Wilde’s production ran into many problems, the first of them before filming even started. The actor/director got sick and filming had to be delayed. This was a blessing in disguise, because production was going off track just as it was for his previous film The Sword of Lancelot and the person sent to oversee his production by the guarantor was able to organize the set, hire on people that worked on Zulu, and set things in the right direction. Wilde also intended to shoot nature footage that would be included in the film, but since he once gain took ill, that couldn’t happen, so instead stock wildlife footage of varying quality had to be used. The quality is obviously not of the same level as the main film and it does standout. His jarring, and insistent symbolic juxtaposition of this wildlife footage to show a parallel with the bestial nature of humanity is also one of the more pretentious parts of The Naked Prey.
The Naked Prey did run into other criticism, mostly from the Black community. The film was released at the height of the civil rights movement in the 1960s and what many saw as the “savage” portrayal of Black Africans being outwitted by a solitary White man, who was given the name “Man” over everyone else in the film, did not go over well. Black neighborhoods refused to screen the film, and one can only imagine it didn’t go over well that it filmed in Apartheid South Africa either.
Those major controversies aside, The Naked Prey is a successful film in that it does elevate the adventure elements to that of an art.
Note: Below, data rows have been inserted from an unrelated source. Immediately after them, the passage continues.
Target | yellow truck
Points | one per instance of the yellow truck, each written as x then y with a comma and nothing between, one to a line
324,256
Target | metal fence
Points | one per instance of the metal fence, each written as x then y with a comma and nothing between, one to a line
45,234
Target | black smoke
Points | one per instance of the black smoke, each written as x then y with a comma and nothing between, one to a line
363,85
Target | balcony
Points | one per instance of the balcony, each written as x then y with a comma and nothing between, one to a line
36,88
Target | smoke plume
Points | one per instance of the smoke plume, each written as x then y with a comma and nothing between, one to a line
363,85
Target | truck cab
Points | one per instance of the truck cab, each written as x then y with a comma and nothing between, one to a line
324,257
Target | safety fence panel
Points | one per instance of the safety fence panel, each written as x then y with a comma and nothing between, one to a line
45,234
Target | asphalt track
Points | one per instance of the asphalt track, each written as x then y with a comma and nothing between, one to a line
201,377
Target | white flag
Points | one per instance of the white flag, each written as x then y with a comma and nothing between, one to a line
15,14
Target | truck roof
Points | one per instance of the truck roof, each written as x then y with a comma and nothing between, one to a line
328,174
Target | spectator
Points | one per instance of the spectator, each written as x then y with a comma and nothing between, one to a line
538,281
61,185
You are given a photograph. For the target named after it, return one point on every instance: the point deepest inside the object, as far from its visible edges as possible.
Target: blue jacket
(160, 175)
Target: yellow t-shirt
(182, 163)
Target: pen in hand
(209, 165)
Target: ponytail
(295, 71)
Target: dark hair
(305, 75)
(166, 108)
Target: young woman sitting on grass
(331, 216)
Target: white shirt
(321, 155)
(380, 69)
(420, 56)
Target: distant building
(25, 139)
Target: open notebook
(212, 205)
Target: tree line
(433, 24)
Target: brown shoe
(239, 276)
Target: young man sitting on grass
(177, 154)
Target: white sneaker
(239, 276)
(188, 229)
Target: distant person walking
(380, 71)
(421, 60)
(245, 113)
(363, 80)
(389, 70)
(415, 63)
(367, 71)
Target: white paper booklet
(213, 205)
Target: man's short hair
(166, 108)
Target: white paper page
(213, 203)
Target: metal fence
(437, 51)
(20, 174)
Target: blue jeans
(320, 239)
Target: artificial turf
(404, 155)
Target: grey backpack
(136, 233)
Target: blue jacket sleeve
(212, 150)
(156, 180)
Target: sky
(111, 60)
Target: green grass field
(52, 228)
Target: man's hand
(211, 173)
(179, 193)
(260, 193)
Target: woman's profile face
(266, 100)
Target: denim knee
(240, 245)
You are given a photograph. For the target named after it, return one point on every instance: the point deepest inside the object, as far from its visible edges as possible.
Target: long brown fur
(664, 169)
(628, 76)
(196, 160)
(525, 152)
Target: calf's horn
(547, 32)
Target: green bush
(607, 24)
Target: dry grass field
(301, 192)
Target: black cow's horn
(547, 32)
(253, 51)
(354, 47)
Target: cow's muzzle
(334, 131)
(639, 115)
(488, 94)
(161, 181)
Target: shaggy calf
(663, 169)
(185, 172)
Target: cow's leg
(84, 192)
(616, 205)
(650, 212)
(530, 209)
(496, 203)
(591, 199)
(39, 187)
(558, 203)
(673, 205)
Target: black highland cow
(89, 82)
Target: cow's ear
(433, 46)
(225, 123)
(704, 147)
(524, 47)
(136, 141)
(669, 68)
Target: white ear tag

It is beautifully filmed, the African locations certainly helping in that respect, but also Wilde pulls off what is a film mostly devoid of dialogue and makes it very interesting to watch.
Video Quality
[Rating:3.5/5]
The Naked Prey is offered up in an AVC/MPEG-4 1080p encodement on Blu-ray from the Masters of Cinema series. The film is a very grainy looking film, and the quality does waver given the archival nature footage of various quality and film stocks that mingles with the main footage. That said, the transfer does look natural with very strong saturation, sometimes too strong, and good detail, but grain could be just a little bit more reserved at times.
Audio Quality
[Rating:3.5/5]
We get the original monaural soundtrack in LPCM 2.0 (48kHz/24-bit). There isn’t much dialogue beyond the opening act, but what little there sounds clean enough, though somewhat thin in comparison to audio of today. The sound effects are just a bit shrill, but the sound is clean enough with little noise like hiss or pops to detract from enjoyment.
Supplemental Materials
[Rating:3.5/5]
- Sheldon Hall on The Naked Prey (1.78:1; 1080p/24; 00:30:54)
- Theatrical Trailer (2.35:1; 1080p/24; 00:03:13)
- The 24-page booklet features the story of John Colter’s Escape by Addison Erwin Sheldon (From History and Stories of Nebraska, published 1913), and a discussion with Cornel Wilde, Survival! Cornel Wilde Talks to Gordon Gow About Man and the Limits of Endurance (From Films and Filming, v17 n1, October 1970)
- DVD
The Definitive Word
Overall:
[Rating:3.5/5]
A beautifully filmed, gritty survival film that is elevated beyond the constraints of its genre, The Naked Prey gets a solid release on Blu-ray from the Masters of Cinema series.